Girolo recentissimo, marzo 2022. Scendo a Mazzorbo, attraverso gli orti di Venissa, arrivo a Burano; fuggo la pazza folla del Giovedì Grasso e arrivo bordo Laguna, un’onda di Silenzio speciale, tra case coloratissime, tende alle porte, panni stesi: la Venezia Lagunare, così bella. Festeggio tornando Da Romano, dove sono stata  mezzo secolo fa con gli amici universitari (strepitosa anguilla, ovvero il bisateo, alla griglia). Rientrando alle Fondamenta Nuove, per la prima volta da quando sono veneziana (1972) entro in Chiesa ai Gesuiti e sono stupefatta da tanta barocca eleganza: un interno che ti aspetti a Roma, in Piemonte, ma non qui. Un trionfo di marmi verde antico e lapislazzulo, stucco dorato alleggerito dal bianco, finti tappeti e finte tappezzerie tutte a tarsìe marmoree. Tocchi sapienti di Sansovino, di Tintoretto e una Sagrestia stupefacente affrescata da Palma il Giovane. 

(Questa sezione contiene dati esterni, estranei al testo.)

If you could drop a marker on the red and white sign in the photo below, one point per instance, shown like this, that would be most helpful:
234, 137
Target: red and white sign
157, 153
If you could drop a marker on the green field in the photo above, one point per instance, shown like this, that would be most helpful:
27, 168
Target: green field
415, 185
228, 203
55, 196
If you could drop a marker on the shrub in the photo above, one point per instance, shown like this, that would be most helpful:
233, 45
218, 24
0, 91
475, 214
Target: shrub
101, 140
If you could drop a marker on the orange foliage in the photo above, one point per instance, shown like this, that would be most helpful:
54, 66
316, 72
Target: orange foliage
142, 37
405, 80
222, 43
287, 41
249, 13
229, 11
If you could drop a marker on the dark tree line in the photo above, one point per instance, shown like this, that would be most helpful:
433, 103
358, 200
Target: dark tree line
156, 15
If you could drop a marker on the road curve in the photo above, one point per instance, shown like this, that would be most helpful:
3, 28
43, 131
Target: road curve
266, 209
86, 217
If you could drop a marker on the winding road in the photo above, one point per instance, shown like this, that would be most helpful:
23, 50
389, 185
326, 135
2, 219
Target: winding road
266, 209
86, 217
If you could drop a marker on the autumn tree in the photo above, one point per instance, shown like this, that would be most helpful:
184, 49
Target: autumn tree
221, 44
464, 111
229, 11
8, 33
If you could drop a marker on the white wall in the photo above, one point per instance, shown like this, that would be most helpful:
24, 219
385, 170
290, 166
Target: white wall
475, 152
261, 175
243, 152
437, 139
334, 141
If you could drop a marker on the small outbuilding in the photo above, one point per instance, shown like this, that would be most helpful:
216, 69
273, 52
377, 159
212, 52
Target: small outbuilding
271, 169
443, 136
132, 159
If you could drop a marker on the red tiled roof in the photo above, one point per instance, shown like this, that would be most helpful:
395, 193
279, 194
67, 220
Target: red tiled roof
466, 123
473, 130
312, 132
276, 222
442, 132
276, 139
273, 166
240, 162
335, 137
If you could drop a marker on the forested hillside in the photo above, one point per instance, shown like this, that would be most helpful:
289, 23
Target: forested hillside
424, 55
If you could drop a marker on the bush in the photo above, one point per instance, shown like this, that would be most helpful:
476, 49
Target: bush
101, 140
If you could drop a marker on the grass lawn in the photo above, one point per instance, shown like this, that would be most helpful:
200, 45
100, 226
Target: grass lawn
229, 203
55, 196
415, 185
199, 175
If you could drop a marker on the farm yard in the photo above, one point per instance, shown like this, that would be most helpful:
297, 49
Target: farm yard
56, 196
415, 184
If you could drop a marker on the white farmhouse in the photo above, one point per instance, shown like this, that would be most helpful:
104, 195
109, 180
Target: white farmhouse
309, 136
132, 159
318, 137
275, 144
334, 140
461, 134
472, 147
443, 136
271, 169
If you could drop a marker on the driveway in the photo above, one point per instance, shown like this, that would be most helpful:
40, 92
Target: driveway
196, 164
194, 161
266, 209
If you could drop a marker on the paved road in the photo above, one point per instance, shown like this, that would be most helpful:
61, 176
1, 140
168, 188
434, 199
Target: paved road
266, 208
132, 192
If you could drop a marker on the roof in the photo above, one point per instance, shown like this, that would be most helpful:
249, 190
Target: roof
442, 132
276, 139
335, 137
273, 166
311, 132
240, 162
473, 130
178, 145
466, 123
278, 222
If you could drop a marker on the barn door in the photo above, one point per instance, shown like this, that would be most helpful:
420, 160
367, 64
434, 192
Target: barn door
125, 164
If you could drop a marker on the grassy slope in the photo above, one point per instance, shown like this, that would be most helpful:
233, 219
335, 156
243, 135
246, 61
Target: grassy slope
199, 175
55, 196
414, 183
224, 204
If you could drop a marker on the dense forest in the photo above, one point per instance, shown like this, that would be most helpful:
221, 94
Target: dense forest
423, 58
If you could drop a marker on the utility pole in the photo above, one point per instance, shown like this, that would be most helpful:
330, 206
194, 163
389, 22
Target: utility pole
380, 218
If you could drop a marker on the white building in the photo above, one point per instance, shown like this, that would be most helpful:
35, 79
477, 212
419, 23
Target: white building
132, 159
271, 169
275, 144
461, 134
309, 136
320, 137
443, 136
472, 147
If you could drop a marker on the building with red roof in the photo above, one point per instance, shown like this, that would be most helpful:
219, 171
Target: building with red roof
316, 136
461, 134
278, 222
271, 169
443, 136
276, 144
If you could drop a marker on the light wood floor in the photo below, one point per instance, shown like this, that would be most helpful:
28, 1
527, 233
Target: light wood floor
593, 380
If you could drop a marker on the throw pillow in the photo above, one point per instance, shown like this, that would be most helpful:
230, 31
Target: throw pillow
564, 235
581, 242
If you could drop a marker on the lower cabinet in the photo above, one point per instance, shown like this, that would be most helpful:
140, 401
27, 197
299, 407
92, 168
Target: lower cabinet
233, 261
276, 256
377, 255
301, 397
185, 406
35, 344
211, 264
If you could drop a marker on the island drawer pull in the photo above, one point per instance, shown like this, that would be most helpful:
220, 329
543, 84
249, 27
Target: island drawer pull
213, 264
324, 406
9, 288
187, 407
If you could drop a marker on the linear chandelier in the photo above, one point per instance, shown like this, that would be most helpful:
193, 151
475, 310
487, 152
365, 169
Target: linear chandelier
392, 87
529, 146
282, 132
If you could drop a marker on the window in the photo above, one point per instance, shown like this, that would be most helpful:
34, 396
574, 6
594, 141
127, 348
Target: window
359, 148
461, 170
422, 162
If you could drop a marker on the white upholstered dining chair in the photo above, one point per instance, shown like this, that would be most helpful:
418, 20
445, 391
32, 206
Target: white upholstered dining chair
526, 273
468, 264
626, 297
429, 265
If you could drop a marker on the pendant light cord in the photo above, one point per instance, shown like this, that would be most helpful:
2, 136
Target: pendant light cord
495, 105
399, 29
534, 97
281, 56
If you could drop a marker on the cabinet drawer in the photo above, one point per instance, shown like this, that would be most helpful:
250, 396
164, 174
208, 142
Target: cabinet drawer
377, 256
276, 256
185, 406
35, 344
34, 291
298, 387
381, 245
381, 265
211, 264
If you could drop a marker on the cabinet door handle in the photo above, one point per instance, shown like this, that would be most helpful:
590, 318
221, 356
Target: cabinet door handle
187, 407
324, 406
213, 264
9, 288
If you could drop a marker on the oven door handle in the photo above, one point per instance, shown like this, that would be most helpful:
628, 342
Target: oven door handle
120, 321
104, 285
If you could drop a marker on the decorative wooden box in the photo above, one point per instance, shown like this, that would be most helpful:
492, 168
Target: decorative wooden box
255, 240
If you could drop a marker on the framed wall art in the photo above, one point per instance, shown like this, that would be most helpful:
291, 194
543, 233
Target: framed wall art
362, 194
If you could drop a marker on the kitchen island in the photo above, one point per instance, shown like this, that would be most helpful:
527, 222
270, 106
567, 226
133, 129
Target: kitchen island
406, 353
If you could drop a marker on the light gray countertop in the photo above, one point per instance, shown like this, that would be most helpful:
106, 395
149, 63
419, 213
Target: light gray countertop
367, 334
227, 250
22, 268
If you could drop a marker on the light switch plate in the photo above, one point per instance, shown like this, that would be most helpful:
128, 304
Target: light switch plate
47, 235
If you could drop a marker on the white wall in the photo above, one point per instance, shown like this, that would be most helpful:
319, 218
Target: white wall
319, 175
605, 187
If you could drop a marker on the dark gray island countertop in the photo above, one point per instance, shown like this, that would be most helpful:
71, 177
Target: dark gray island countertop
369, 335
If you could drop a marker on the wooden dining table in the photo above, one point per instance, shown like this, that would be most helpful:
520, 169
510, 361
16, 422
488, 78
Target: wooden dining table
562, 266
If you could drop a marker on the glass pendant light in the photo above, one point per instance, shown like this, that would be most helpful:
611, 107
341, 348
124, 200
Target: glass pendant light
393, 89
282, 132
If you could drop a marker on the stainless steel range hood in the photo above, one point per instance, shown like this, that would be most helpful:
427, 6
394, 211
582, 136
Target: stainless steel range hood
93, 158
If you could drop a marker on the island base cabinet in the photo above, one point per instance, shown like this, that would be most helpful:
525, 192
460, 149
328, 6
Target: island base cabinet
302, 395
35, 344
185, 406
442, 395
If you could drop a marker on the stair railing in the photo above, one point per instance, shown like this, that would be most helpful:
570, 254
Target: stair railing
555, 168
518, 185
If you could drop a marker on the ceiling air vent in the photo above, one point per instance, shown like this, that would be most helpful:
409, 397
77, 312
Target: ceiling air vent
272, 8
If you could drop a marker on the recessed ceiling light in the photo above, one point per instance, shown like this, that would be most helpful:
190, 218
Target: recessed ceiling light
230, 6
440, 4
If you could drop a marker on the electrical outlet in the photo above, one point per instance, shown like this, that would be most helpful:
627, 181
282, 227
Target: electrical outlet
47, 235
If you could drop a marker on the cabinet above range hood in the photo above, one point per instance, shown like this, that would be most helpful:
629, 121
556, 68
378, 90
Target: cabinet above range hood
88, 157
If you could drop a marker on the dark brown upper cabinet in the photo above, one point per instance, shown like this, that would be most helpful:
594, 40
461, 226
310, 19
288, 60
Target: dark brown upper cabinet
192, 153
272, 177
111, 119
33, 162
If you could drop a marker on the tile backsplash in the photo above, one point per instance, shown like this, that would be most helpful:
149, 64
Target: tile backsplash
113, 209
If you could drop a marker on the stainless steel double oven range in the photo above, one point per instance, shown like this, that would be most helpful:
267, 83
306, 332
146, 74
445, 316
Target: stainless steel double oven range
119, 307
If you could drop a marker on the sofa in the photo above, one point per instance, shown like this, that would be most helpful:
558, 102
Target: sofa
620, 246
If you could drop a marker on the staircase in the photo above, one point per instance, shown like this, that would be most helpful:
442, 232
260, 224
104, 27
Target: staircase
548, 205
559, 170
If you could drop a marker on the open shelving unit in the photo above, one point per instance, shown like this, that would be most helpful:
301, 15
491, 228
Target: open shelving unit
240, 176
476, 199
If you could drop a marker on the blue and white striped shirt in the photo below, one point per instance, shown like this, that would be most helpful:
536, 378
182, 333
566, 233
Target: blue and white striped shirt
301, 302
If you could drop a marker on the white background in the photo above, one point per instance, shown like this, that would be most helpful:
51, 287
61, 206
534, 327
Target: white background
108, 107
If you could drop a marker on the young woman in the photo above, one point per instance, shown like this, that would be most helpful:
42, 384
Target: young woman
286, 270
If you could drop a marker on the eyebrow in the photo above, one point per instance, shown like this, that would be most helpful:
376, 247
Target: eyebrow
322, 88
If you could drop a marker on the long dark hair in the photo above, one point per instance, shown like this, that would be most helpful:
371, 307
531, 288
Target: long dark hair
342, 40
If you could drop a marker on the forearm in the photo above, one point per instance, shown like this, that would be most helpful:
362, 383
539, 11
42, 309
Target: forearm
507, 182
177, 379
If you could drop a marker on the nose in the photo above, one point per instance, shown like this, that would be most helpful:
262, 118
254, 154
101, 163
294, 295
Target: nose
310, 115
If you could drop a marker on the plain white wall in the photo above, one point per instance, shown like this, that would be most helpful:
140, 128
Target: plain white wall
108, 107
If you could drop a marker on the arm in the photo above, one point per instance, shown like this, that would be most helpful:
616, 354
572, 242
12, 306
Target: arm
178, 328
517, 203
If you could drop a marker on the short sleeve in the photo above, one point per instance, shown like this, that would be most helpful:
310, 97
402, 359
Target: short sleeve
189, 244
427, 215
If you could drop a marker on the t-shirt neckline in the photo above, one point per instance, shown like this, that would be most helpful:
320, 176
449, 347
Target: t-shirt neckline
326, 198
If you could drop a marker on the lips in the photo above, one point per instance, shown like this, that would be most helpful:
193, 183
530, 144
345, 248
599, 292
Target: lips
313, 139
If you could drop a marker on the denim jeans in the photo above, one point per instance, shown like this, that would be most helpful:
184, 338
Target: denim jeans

Non riesco a credere di non aver mai messo piede dentro la più raffinata chiesa Barocca che ho visto: sontuosa senza essere greve, curata in ogni dettaglio decorativo, senza alcuna manomissione postuma o sbrodolatura di stile, senza le atmosfere funebri del nero-oro barocco. Si paga 1 euro, anche meno del battello ACTV.